The manual, which is studied by most Iowans prior to getting that first license, now includes details on crop-obstructed views at rural intersections as well as how loose gravel can affect stopping distances and the driver's ability to control a vehicle.
The DOT added the information following a suggestion from a group of seventh graders, the West Branch Lifesavers, who are working to raise awareness in response to deadly crashes on rural roads in their area in the last few years.
While no fatalities were reported in 2004 on farm/residential drives or rural intersections because of obstructed views by trees or crops, 17 major injuries and 25 minor injuries were reported in a total of 63 crashes that had property damage totaling $594,236.
Last year was an especially good year on Iowa's rural roads. The state normally sees approximately three fatalities each year because of sight obstructions on rural gravel intersections and driveways.
Most rural intersections and rail crossings in rural areas are not marked with stop or yield signs.
"These intersections should always be approached with caution," said DOT safety engineer Tom Welch, "especially when the view is obstructed by crops or trees."
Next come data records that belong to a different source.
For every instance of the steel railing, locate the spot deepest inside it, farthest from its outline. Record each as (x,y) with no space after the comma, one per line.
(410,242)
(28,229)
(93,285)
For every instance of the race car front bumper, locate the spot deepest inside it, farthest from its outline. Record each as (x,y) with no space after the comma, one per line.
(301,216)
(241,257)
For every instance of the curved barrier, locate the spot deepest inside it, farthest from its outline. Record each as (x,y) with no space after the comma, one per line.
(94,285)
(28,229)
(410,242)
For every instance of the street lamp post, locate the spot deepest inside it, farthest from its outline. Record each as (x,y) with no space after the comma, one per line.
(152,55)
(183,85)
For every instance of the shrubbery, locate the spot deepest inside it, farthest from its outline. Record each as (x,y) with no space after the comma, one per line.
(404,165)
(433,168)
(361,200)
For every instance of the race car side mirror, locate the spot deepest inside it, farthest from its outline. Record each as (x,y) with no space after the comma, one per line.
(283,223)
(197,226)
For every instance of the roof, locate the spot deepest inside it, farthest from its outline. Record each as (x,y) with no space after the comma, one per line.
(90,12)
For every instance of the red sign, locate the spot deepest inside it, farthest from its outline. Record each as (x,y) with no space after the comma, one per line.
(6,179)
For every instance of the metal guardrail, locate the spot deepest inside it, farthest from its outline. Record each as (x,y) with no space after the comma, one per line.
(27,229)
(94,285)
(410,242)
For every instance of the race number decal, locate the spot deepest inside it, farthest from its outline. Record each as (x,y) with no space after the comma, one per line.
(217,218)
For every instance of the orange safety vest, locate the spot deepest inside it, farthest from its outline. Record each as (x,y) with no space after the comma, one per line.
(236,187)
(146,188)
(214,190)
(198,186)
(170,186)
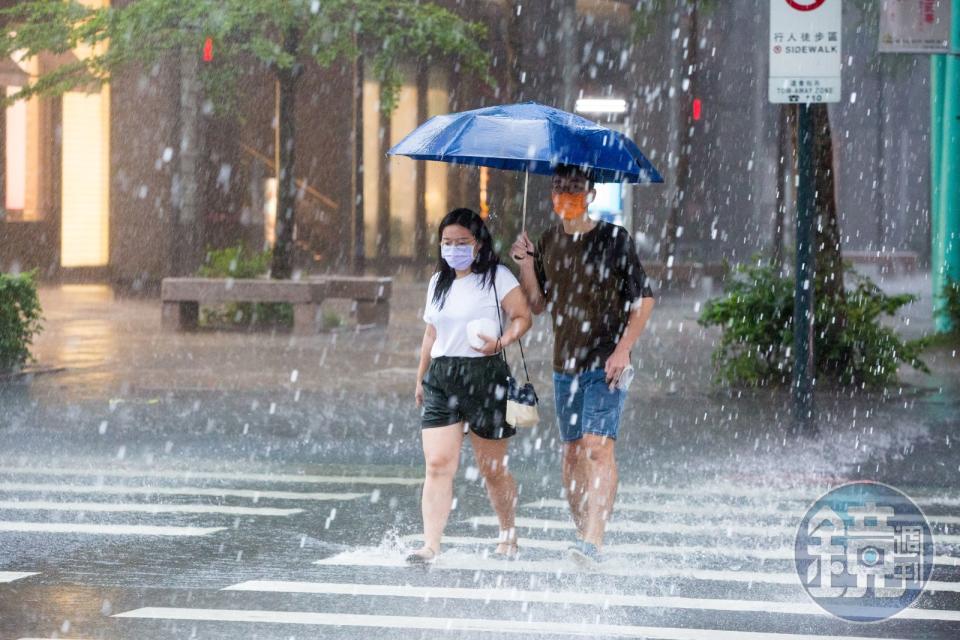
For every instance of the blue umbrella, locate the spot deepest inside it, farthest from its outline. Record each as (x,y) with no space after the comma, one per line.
(528,137)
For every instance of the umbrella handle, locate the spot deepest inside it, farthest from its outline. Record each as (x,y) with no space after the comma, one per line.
(526,179)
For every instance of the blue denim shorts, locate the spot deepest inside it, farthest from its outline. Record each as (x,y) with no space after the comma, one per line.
(585,404)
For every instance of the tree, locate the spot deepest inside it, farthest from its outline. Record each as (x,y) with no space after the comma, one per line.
(281,35)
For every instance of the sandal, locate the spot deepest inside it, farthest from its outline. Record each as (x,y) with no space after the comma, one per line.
(513,550)
(421,557)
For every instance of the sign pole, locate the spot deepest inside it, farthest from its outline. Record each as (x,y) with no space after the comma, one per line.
(803,307)
(805,69)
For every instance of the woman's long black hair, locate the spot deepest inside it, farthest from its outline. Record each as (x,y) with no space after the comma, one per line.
(486,263)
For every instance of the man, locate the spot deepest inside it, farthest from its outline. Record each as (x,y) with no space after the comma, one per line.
(588,276)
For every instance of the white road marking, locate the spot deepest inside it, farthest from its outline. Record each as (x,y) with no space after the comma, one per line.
(253,494)
(706,528)
(10,576)
(212,475)
(138,507)
(782,553)
(459,561)
(464,624)
(714,509)
(105,529)
(591,598)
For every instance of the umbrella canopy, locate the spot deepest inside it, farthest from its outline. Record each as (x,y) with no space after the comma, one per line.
(528,137)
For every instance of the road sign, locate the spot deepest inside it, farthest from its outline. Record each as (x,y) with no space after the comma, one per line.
(915,26)
(805,51)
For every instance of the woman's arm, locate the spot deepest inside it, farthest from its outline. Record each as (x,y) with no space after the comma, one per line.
(518,310)
(429,337)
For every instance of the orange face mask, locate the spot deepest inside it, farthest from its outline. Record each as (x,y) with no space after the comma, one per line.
(570,205)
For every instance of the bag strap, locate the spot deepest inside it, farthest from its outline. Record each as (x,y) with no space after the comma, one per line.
(523,358)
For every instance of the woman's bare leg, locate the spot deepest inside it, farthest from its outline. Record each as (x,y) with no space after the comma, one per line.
(441,451)
(491,456)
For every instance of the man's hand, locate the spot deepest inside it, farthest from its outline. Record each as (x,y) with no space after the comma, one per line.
(491,346)
(616,363)
(522,249)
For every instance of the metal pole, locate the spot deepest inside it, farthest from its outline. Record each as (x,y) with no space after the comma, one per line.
(803,370)
(945,223)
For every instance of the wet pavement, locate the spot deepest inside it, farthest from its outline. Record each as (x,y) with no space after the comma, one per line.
(260,485)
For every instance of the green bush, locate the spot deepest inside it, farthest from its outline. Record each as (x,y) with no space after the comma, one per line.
(238,262)
(852,346)
(20,318)
(951,303)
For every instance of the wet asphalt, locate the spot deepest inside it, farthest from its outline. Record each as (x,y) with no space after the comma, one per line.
(254,485)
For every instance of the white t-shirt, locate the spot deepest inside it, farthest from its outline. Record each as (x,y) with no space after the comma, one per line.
(465,301)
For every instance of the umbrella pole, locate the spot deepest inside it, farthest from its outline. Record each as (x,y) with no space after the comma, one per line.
(526,179)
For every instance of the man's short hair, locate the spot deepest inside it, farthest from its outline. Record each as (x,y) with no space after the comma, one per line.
(572,171)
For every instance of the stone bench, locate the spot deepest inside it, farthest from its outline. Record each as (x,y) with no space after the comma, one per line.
(181,298)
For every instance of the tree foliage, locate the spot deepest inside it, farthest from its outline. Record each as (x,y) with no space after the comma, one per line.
(386,31)
(755,315)
(20,318)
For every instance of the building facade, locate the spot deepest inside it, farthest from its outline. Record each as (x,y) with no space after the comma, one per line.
(133,181)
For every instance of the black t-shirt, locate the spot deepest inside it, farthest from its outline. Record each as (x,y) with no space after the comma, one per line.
(589,281)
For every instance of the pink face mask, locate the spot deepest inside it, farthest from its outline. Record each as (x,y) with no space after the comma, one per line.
(458,257)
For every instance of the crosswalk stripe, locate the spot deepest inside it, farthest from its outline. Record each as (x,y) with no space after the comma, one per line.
(214,475)
(591,598)
(727,490)
(629,526)
(456,561)
(716,510)
(464,624)
(782,553)
(137,507)
(253,494)
(10,576)
(105,529)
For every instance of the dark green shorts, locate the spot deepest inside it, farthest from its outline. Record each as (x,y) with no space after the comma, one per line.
(471,390)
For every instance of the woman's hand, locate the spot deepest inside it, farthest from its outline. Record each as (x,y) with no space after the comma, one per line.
(418,394)
(491,346)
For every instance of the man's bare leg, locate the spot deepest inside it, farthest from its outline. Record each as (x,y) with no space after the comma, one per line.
(574,472)
(601,477)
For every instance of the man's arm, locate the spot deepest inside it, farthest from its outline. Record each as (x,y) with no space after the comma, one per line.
(620,358)
(522,252)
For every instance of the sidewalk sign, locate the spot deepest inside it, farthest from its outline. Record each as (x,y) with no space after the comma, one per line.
(805,51)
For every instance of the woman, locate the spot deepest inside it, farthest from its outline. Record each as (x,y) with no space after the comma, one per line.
(463,388)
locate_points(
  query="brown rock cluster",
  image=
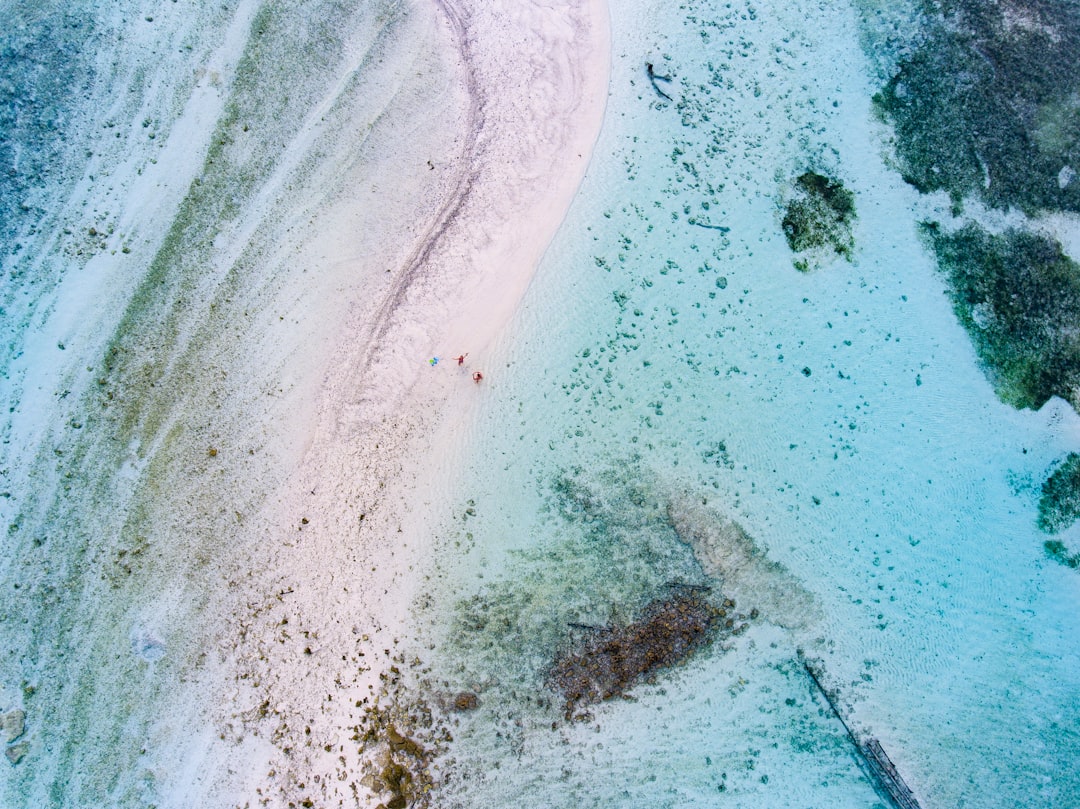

Welch said motorists should treat these intersections as if they had stop or yield signs posted and not enter the intersection until they are absolutely certain no vehicles are coming from the side roads or rails, and then proceed with caution.
Wet weather might make it more difficult to tell if a motor vehicle is approaching on a side road. The moisture on the gravel roadways can hold down the dust that is usually generated by oncoming vehicles. Loose gravel can also make controlling vehicles very difficult in sudden stops.
"The simple rules of keeping your speed down and exercising additional caution in areas of limited visibility are critical to safe driving in the country," added Welch.
Trains can be very difficult to spot when tall corn limits the view at a rural crossing.
Peggy Baer, director of the DOT's Office of Rail Transportation said, "Although trains are considerably taller than most crops, it still becomes difficult to see them approaching at an uncontrolled intersection where the view is obstructed."